A new recipe for Large Igneous Provinces: just add BIF, then wait a couple of hundred million years

Here’s a new paper that proposes the biggest of big ideas: a 240 million year causal chain that runs from the Earth’s surface, to the core mantle boundary, and back again! Here’s how it supposedly goes:

1. Banded iron deposits form on the ocean floor.
2. After subduction, they slowly sink to the bottom of the mantle.
3. The presence of an iron-rich and conductive blob of subducted stuff on the core-mantle boundary boosts local heat flow, and triggers the formation of a mantle plume.
4. Once the plume rises to the base of lithosphere, vast amounts of magma forms by decompression melting, and a new Large Igneous Province is born.

A series of cross sections through the Earth showing how iron formations formed at the surface (left) are subducted and sink to the bottom of the mantle, where they promote heat transfer across the core mantle boundary (centre), which creates a mantle plume that rises to the surface and causes the formation of a large igneous province (right).
The proposed mechanism by which subducted banded iron formations (BIFs) trigger mantle plumes by messing around with heat flow when the reach the core-mantle boundary, and eventually lead to the formation of a Large Igneous Province back on the Earth’s surface. Sketch by Chris Rowan

A few quick thoughts on this:

  • Most BIF formation occurs in the Proterozoic – most famously they are associated with the Great Oxygenation Event around 2.4 billion years ago, but even after that the ocean remained poorly oxygenated.
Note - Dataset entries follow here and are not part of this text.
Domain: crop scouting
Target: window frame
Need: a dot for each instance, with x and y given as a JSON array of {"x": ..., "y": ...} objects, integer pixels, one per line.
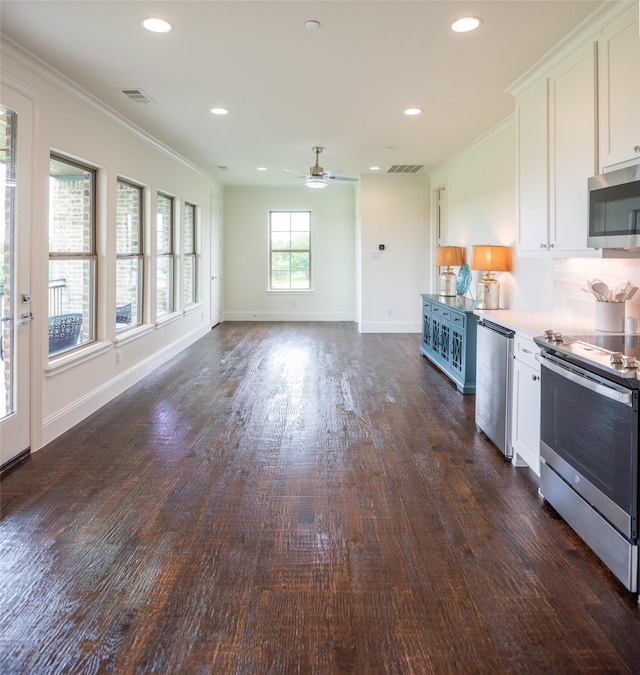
[
  {"x": 271, "y": 251},
  {"x": 168, "y": 255},
  {"x": 192, "y": 255},
  {"x": 91, "y": 255},
  {"x": 139, "y": 256}
]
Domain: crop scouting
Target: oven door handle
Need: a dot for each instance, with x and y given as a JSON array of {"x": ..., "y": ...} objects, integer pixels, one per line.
[{"x": 620, "y": 396}]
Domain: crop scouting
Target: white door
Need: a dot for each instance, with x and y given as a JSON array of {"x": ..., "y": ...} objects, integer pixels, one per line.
[
  {"x": 216, "y": 259},
  {"x": 15, "y": 295}
]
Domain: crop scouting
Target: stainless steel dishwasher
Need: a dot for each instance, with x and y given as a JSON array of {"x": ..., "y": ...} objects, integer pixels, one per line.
[{"x": 494, "y": 363}]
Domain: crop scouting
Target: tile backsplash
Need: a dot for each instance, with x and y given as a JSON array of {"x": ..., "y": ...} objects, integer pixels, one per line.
[{"x": 570, "y": 293}]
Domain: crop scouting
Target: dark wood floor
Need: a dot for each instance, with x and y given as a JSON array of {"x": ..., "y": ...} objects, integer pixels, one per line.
[{"x": 296, "y": 498}]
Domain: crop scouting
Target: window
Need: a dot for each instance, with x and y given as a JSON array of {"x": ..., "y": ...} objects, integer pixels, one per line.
[
  {"x": 72, "y": 254},
  {"x": 165, "y": 255},
  {"x": 189, "y": 256},
  {"x": 130, "y": 259},
  {"x": 289, "y": 250}
]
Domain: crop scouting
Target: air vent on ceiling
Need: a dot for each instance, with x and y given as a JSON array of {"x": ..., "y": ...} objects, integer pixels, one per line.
[
  {"x": 405, "y": 168},
  {"x": 137, "y": 95}
]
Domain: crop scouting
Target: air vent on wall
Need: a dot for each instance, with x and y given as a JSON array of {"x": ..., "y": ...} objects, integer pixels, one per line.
[
  {"x": 405, "y": 168},
  {"x": 137, "y": 95}
]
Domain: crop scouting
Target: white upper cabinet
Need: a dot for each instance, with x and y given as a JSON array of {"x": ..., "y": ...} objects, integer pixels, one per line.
[
  {"x": 572, "y": 145},
  {"x": 619, "y": 90},
  {"x": 556, "y": 154},
  {"x": 533, "y": 175}
]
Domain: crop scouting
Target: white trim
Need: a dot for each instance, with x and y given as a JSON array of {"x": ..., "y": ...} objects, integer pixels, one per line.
[
  {"x": 59, "y": 364},
  {"x": 494, "y": 131},
  {"x": 133, "y": 333},
  {"x": 587, "y": 30},
  {"x": 39, "y": 67},
  {"x": 81, "y": 408},
  {"x": 390, "y": 327},
  {"x": 260, "y": 315}
]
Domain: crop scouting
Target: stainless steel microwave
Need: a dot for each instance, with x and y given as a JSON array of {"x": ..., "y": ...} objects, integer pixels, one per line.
[{"x": 614, "y": 209}]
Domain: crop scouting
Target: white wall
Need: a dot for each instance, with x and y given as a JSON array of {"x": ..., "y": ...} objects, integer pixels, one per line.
[
  {"x": 246, "y": 264},
  {"x": 74, "y": 124},
  {"x": 394, "y": 211},
  {"x": 480, "y": 195}
]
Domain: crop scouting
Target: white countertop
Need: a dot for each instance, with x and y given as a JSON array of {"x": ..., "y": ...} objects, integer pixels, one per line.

Does this imply that Large Igneous Provinces were much more frequent in the Proterozoic (which would make the ‘Boring Billion‘ a mite less boring, IMHO)?
  • There were episodes of BIF formation associated with the ‘Snowball Earth’/Cryogenian period at the end of the Proterozoic, which could be linked to Large Igneous Province formation in the Paleozoic (although the Siberian Traps is pushing the proposed time delay a bit).
  • It assumes/requires that the Proterozoic was a time of active ‘modern’ subduction, which is somewhat disputed ground in the ‘When did plate tectonics start?’ debate…
  • Although this is a cool idea, correlating events with such a large, and inherently noisy due to the details of subduction, lag time is something to do very carefully.